Araignées, ToilesFebruary 22, 2007 4:06 pm

Oubli ? Oubli. De ces nuits où la lune s’accroche au luth de mes lèvres, où herbes folles parcourent la grève sèche, molle, percée de quelques rayons, sur la terre ferme. Mais… ? Pas de terme ferme pour expliciter la parole. L’oubli d’une musique triste, s’allongeant en alexandrine… Larmes qui s’infusent dans un thé aux agrumes. La lune. Fume ? Fumée des fantômes jouant aux dés, éclairés par les lucioles, et les étoiles, là, paupières déjà mortes. Oubli sortant du réel, déformant à souhait, comme une nuée brève, les mots qui ne sont pas sortis de mes lèvres. Rêve. La nuit passant comme une longue insomnie… Rature, rature. Que voulait-on dire ? Un peu de poussière, là, sur les lignes, et l’aube à la fenêtre, déjà, qui s’étourdit…

* * *

Ces longues nuits d’hiver, où la Lune ocieuse
Tourne si lentement son char tout à l’entour,
Où le Coq si tardif nous annonce le jour,
Où la nuit est année à l’âme soucieuse :

Je fusse mort d’ennui sans ta forme douteuse,
Qui vient, ô doux remède, alléger mon amour,
Et faisant, toute nue, entre mes mains séjour,
Refraîchit ma chaleur, bien qu’elle soit menteuse.

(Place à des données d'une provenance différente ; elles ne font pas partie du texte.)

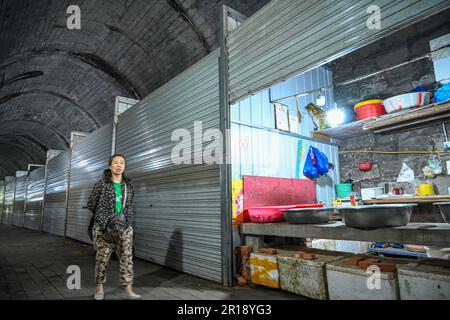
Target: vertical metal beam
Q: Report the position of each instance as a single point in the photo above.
(69, 169)
(225, 168)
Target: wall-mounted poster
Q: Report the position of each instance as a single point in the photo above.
(281, 117)
(294, 124)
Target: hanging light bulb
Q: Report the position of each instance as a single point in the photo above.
(321, 99)
(335, 117)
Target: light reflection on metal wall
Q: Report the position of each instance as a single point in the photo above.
(35, 199)
(19, 200)
(178, 222)
(54, 219)
(2, 196)
(88, 161)
(8, 200)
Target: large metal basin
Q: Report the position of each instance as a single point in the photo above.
(445, 210)
(308, 215)
(377, 216)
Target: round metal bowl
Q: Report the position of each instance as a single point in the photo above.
(445, 210)
(377, 216)
(308, 215)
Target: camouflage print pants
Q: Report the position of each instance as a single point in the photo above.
(124, 252)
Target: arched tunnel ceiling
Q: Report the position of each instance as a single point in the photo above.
(54, 80)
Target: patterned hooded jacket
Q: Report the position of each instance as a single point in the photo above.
(102, 201)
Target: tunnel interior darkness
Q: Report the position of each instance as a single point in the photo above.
(55, 80)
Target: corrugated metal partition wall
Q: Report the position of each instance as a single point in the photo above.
(55, 201)
(88, 160)
(289, 36)
(20, 197)
(2, 196)
(178, 206)
(8, 200)
(35, 199)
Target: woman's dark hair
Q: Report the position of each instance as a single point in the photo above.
(116, 156)
(107, 172)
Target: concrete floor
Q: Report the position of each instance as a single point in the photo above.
(33, 266)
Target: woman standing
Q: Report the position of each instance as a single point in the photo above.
(111, 202)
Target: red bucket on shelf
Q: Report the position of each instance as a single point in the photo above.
(370, 109)
(270, 214)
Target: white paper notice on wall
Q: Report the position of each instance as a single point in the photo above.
(293, 124)
(281, 117)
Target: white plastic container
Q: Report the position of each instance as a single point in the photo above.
(370, 193)
(427, 280)
(307, 277)
(406, 101)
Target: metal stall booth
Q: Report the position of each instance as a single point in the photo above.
(287, 37)
(2, 196)
(55, 200)
(20, 196)
(8, 200)
(178, 206)
(88, 160)
(34, 199)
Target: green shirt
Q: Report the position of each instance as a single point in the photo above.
(118, 188)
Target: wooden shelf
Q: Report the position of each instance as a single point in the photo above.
(432, 234)
(401, 120)
(345, 131)
(423, 200)
(398, 252)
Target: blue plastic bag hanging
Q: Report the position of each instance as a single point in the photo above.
(442, 94)
(321, 162)
(310, 170)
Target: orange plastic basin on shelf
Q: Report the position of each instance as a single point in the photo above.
(369, 109)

Vraie, tu es farouche et fière en cruauté :
On jouit de ta feinte en toute privauté.
Près d’elle je m’endors, près d’elle je repose:

Rien ne m’est refusé. Le bon sommeil ainsi
Abuse par le faux mon amoureux souci.
S’abuser en amour n’est pas mauvaise chose.

Ronsard, Second Livre des Sonnets pour Hélène, sonnet 41

De fil en aiguille, AraignéesFebruary 20, 2007 7:54 pm

Lever de soleil, TunisieAlors voilà, l’on lit quelques poèmes de Louis, l’on écoute quelques notes de Nick (dans sa Cave, cela va de soi), et tout va mieux, tout empire. Question qui bruisse: quel empire de l’art sur nos vies…

Les oiseaux aux ailes fragiles n’osent répondre, tandis que la nuit lentement tombe. Couleurs de safran et d’orange rongant les ongles de la nuit.

Une image de poubelle incendie (the mercy seat is burning, and I think my head is burning*), monde où nous sommes peut-être tous coupables… où je me crois parfois coupable d’écrire des fables; tout ça n’est pas clair, je le sais. Les images se succèdent dans le rythme surrané des anciens poètes à qui je dois quelques dettes. L’art**,  ce paradoxe né, est utile dans sa non-utilité. Questionnement et paradoxe, malgré le ton de certitude avec lequel on nous sert tout cela, cet empire, à nos pieds… chiffonné. Mais n’est-ce pas aussi la beauté d’une paupière plissée ?

L’univers microcosmé…

Car tout débuta par la Création. Peu importe que je le dise par allusion, d’autres l’ont déjà dit et le diront.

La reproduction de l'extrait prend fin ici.